Boxing legend and former heavyweight champion Muhammad Ali passed away Friday, June 3, from respiratory complications at a hospital near Phoenix, Arizona. He was 74. Ali had been an advocate for Parkinson’s Disease more than 30 years after his initial diagnosis. He had also been battling advanced symptoms in recent years. The disease can lead to complications that affect the breathing of patients.
Ali was admitted to the hospital on Thursday for what his spokesperson believed would be a brief stay. (Ali last had a multi-day hospital stay in January of last year, receiving treatment for a urinary tract infection.) Doctors warned Ali’s family members that his health appeared worse than during prior admissions. According to a source close to Ali’s family who spoke with NBC, Ali had been in grave condition. Los Angeles Times sports writer Lance Pugmire tweeted a similar message to his followers.
Can confirm from very strong source that it's "very, very grave" for @MuhammadAli.— Lance Pugmire (@Lance Pugmire) 1464992954.0
Boxer Amir Khan also sent a message expressing his support to Ali’s family via Twitter, which included the hashtag #AliBomaye, referencing a chant heard during 1974’s “Rumble in the Jungle,” a match Ali had with George Foreman in what was then the Republic of Zaire (now the Democratic Republic of Congo). Ali won the match by knockout, putting Forman down before the end of the eighth round.
Our Prayers and thoughts are with @MuhammadAli and his family #AliBomaye— Amir Khan (@Amir Khan) 1464993367.0
Ali, who changed his name from Cassius Clay after joining the Nation of Islam in 1964, had reduced his public visibility in recent years, but he remained a recognized celebrity worldwide for his accomplishments in the boxing ring.
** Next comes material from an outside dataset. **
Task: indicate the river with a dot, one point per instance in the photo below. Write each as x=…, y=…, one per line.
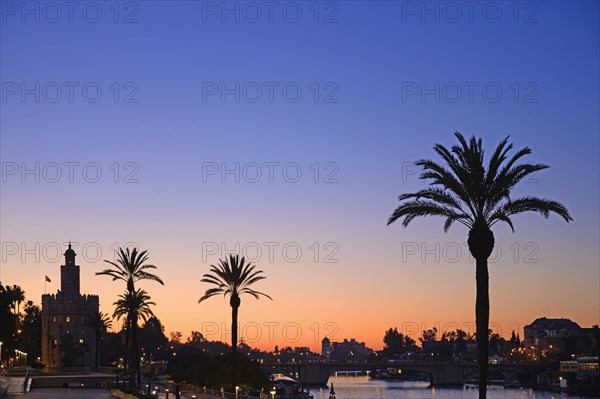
x=362, y=387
He won an Olympic gold medal as a light-heavyweight in 1960 and a World Heavyweight Championship after defeating Sonny Liston by knockout in the seventh round in 1964. At age 22, he became the youngest boxer to take the title from a reigning heavyweight champion, a record which he held until 1986, when a then 20-year old Mike Tyson took the title from reigning champion Trevor Berbick. Ali would receive numerous accolades before officially retiring from professional boxing in 1979.
Away from the ring, Ali continuously made headlines for
his social activism, often espousing opinions on religious freedom and racial injustice. He was a conscientious objector to the Vietnam War and in April 1967, infamously refused induction into the armed forces. In response, the World Boxing Association stripped him of his world title. In June 1967, a federal court convicted Ali of violating Selective Service laws. The court sentenced him to five years in prison and fined him $10,000. Ali later appealed his case and never served prison time.
Ali famously traveled to Iraq in 1990 and met with Saddam Hussein in Baghdad hoping to negotiate the release of Americans held hostage in Iraq and in Kuwait, which earned some raised eyebrows. Similarly, Ali publicly appealed to Iranian officials for the release of detained hikers Shane Bauer and Josh Fattal in 2011.
In recent months, Ali made headlines after condemning jihadism following November’s attacks in Paris which left 130 people dead. "I am a Muslim and there is nothing Islamic about killing innocent people in Paris, San Bernardino, or anywhere else in the world," he said. “True Muslims know that the ruthless violence of so called Islamic Jihadists goes against the very tenets of our religion.”
Ali also weighed in on the upcoming presidential election, defending his fellow Muslims against calls to ban them from entering the United States. “Speaking as someone who has never been accused of political correctness, I believe that our political leaders should use their position to bring understanding about the religion of Islam and clarify that these misguided murderers have perverted people's views on what Islam really is.”
Ali's family plans to hold a funeral service in the legendary athlete's hometown of Louisville, Kentucky.